There were some sectors that reacted positively to the budget announcement. They are:

  • The capital goods and infrastructure sector reacted positively to the budget announcement because of increased allocations to infrastructure projects.

  • The defence sector reacted positively to the budget announcement because of the increased emphasis on domestic manufacturing and higher capital outlay for defence.\

  • The railway sector reacted positively to the budget announcement because of the significant allocation of railway infrastructure and modernisation projects.

  • The rural development and agriculture sector reacted positively to the budget announcement because of the government's focus on rural infrastructure, agriculture credit, and irrigation projects.
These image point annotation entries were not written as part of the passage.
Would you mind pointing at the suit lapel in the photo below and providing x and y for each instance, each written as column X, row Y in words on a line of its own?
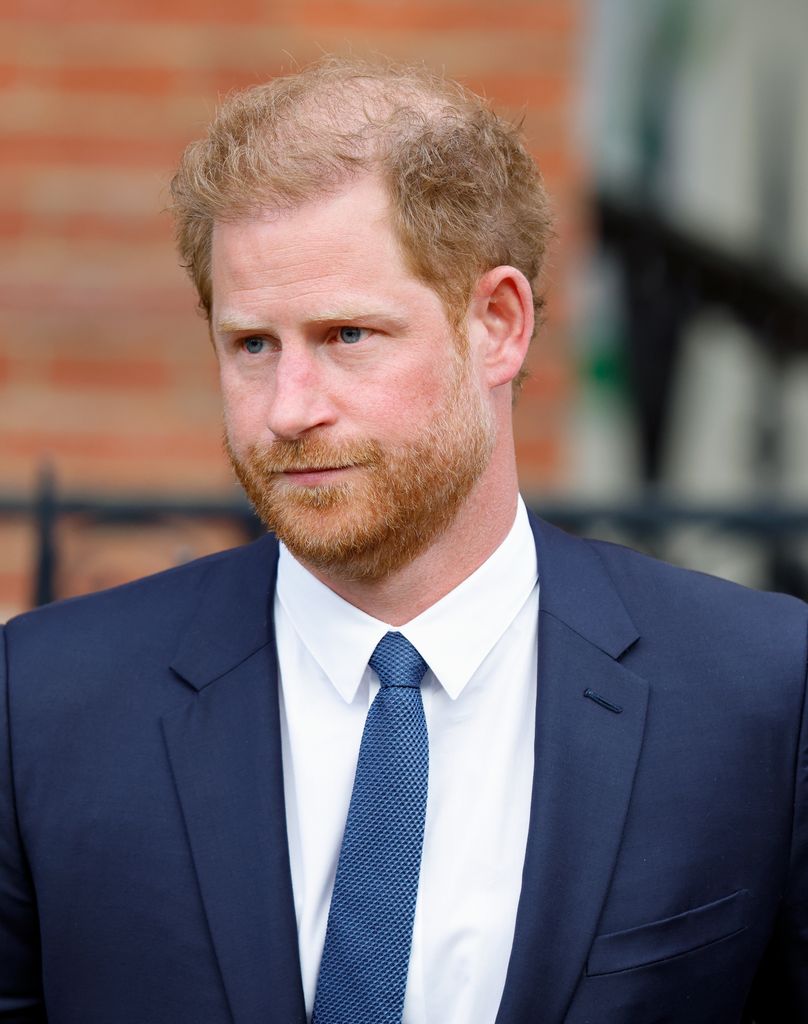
column 224, row 750
column 586, row 757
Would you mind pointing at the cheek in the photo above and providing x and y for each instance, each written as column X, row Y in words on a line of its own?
column 244, row 413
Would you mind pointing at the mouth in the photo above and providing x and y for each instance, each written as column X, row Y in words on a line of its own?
column 310, row 476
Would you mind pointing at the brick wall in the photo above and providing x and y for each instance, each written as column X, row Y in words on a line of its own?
column 104, row 368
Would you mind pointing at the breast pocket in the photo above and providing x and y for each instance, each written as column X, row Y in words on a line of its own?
column 662, row 940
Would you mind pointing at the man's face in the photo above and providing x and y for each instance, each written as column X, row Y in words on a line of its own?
column 352, row 420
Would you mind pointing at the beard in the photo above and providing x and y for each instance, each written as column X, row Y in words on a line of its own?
column 395, row 501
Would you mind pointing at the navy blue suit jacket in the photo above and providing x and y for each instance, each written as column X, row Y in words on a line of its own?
column 144, row 871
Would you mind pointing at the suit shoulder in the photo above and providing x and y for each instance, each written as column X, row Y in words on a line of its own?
column 165, row 596
column 658, row 595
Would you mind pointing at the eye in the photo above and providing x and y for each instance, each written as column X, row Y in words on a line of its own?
column 350, row 335
column 254, row 344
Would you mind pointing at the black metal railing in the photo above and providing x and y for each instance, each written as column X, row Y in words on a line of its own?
column 777, row 529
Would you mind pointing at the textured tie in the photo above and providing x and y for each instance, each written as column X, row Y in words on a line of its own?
column 363, row 974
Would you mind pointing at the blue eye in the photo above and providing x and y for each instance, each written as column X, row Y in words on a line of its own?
column 350, row 335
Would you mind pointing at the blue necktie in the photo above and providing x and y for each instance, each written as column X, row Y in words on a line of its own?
column 363, row 974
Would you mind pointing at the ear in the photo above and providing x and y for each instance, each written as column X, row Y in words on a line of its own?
column 501, row 323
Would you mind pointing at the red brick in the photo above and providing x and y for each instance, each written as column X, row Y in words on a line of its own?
column 24, row 150
column 92, row 446
column 121, row 375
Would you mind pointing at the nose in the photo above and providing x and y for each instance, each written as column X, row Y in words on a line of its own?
column 299, row 398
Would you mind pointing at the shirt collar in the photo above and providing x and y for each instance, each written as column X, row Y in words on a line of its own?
column 453, row 636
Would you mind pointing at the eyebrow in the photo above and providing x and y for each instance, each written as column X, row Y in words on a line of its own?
column 232, row 325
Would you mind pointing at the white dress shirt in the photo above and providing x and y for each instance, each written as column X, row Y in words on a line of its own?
column 479, row 700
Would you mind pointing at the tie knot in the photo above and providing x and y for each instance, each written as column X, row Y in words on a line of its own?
column 396, row 663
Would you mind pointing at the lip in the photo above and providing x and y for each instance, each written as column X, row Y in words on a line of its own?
column 311, row 477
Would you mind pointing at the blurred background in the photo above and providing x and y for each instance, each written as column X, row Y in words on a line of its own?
column 668, row 403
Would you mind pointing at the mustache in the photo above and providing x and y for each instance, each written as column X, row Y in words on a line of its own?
column 309, row 454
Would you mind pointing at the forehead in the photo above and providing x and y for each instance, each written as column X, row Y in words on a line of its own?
column 335, row 250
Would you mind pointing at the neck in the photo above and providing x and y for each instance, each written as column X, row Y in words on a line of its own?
column 476, row 531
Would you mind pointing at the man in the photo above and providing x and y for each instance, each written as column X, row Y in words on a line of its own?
column 429, row 759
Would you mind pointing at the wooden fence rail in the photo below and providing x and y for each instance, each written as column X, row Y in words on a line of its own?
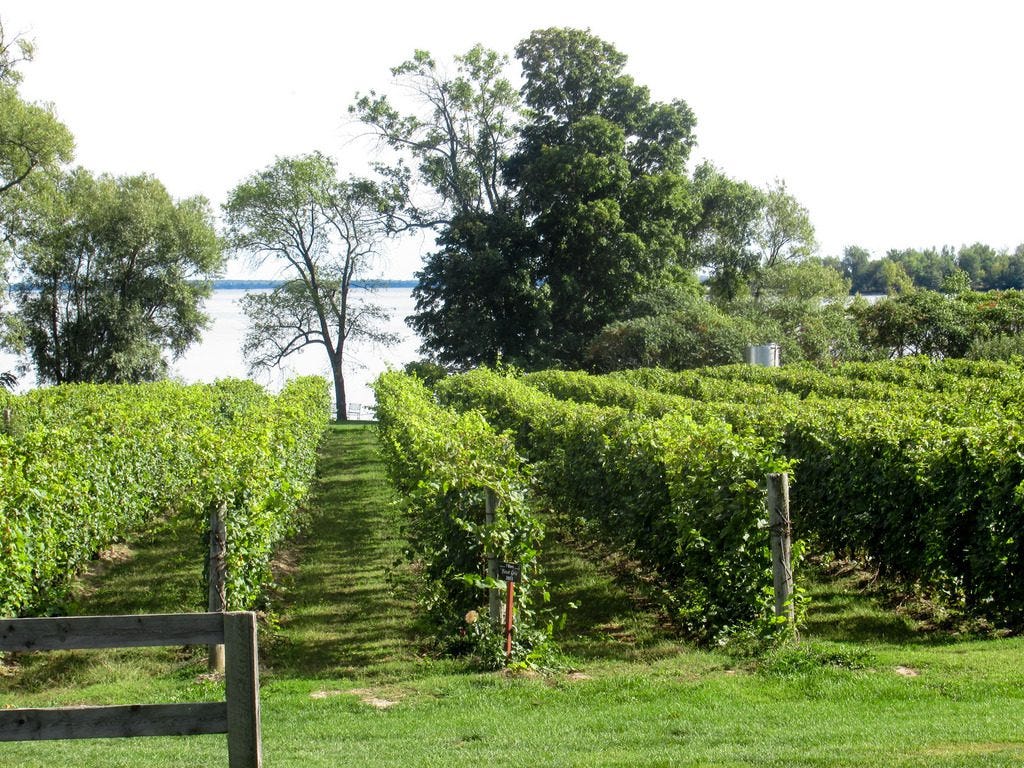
column 239, row 716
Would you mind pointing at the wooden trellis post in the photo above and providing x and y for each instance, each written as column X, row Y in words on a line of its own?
column 781, row 546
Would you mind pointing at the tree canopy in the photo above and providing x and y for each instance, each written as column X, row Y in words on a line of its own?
column 115, row 272
column 324, row 231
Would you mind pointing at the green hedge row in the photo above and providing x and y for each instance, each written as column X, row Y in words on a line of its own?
column 928, row 483
column 443, row 463
column 82, row 466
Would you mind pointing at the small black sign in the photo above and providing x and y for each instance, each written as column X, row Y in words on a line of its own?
column 509, row 571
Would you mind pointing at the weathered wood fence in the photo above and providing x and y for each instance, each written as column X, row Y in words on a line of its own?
column 239, row 716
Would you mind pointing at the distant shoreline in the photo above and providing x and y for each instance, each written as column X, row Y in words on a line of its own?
column 256, row 285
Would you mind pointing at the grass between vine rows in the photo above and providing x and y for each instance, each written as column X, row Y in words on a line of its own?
column 346, row 680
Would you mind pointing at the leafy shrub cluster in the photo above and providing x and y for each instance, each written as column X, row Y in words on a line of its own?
column 443, row 463
column 82, row 466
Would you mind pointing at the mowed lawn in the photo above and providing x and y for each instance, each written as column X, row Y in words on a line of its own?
column 347, row 681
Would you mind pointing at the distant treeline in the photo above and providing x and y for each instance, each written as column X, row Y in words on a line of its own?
column 987, row 268
column 257, row 285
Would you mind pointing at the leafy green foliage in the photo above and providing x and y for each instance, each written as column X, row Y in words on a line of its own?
column 325, row 232
column 443, row 463
column 82, row 466
column 913, row 465
column 686, row 500
column 115, row 274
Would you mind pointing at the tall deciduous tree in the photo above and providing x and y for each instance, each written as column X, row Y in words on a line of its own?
column 33, row 146
column 600, row 172
column 476, row 297
column 325, row 232
column 115, row 275
column 724, row 239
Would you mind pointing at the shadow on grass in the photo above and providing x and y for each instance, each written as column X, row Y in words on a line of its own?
column 843, row 609
column 607, row 614
column 343, row 614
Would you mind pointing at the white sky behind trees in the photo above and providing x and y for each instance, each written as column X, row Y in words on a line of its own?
column 897, row 124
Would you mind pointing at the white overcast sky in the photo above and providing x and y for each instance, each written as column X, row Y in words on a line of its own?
column 897, row 124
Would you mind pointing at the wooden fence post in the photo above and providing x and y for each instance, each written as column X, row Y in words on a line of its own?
column 218, row 592
column 494, row 598
column 781, row 555
column 242, row 686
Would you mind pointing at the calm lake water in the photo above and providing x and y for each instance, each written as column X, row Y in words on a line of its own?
column 218, row 355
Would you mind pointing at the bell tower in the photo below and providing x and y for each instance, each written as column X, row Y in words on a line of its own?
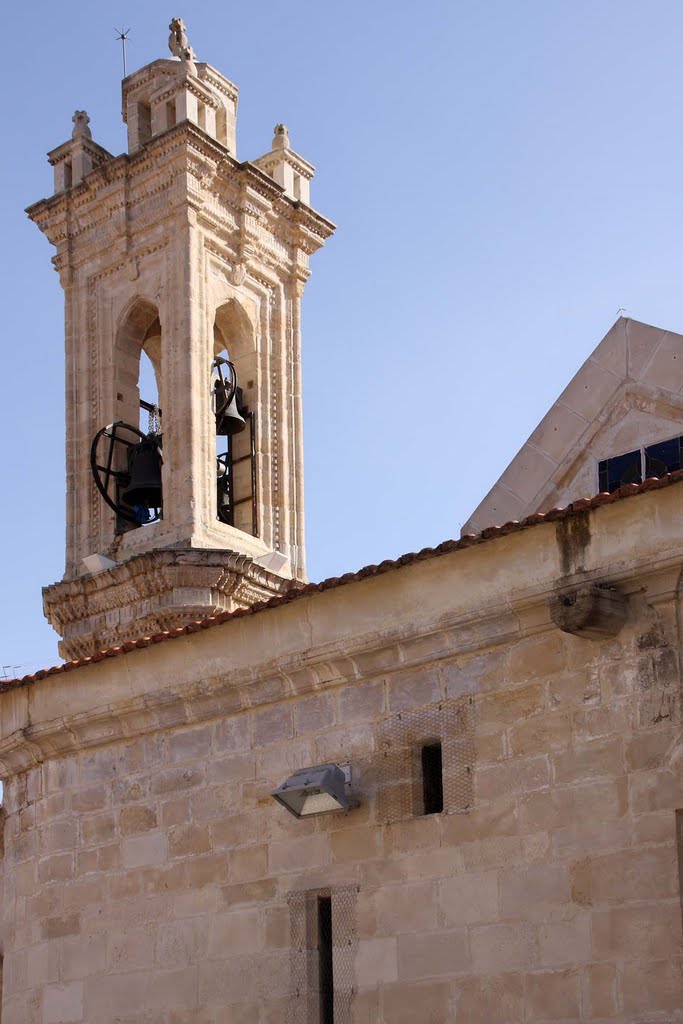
column 176, row 254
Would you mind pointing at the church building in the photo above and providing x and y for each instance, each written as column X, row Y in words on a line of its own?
column 441, row 790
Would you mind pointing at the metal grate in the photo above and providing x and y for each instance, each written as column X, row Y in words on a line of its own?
column 400, row 741
column 323, row 985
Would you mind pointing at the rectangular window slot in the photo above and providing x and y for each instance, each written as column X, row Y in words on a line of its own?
column 432, row 778
column 325, row 960
column 634, row 467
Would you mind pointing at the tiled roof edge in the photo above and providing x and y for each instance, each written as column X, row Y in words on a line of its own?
column 553, row 515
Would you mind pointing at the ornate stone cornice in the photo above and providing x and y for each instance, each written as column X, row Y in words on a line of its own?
column 152, row 592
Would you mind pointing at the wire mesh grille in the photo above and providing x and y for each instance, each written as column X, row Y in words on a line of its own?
column 399, row 742
column 323, row 986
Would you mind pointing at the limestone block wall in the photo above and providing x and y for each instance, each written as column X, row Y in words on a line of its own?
column 147, row 880
column 151, row 878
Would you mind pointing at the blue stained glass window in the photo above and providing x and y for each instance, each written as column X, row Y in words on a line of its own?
column 620, row 470
column 664, row 458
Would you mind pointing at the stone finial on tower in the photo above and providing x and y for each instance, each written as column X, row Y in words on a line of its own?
column 73, row 160
column 281, row 139
column 179, row 46
column 287, row 167
column 81, row 122
column 169, row 91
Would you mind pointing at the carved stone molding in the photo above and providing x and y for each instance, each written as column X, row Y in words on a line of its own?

 There were some sectors that reacted negatively to the budget announcement. They are:

  • Financial markets reacted negatively to the budget announcement because of the introduction of higher taxes on short-term capital gains.
  • The FMCG (Fast-Moving Consumer Goods) sector reacted negatively to the budget announcement because the budget did not offer any significant relief to the FMCG sector.
  • Real Estate reacted negatively to the budget announcement because of the absence of any major incentives for the real estate sector, such as tax breaks on housing loans, etc.

 So, while the Budget had its impact on investor sentiments, it has smoothed out over time.

To Wrap Up

Two weeks after the announcement of the Union Budget 2024, the Indian stock market has digested its implications. Some sectors have benefited while others have suffered some or other drawbacks.

It is important to understand that the social, economic, and political impacts of the announced budget will only become clearer as the government's plans and projects hit the ground and initiatives are implemented.
 
By staying informed and adopting a cautious approach, investors can navigate the market's uncertainties and capitalise on emerging opportunities.

Disclaimer: The stocks, policies, and companies mentioned above are not recommendations from Finology Insider and should not be considered a substitute for professional advice. We strongly recommend consulting a financial professional or conducting thorough research before making any investment decisions.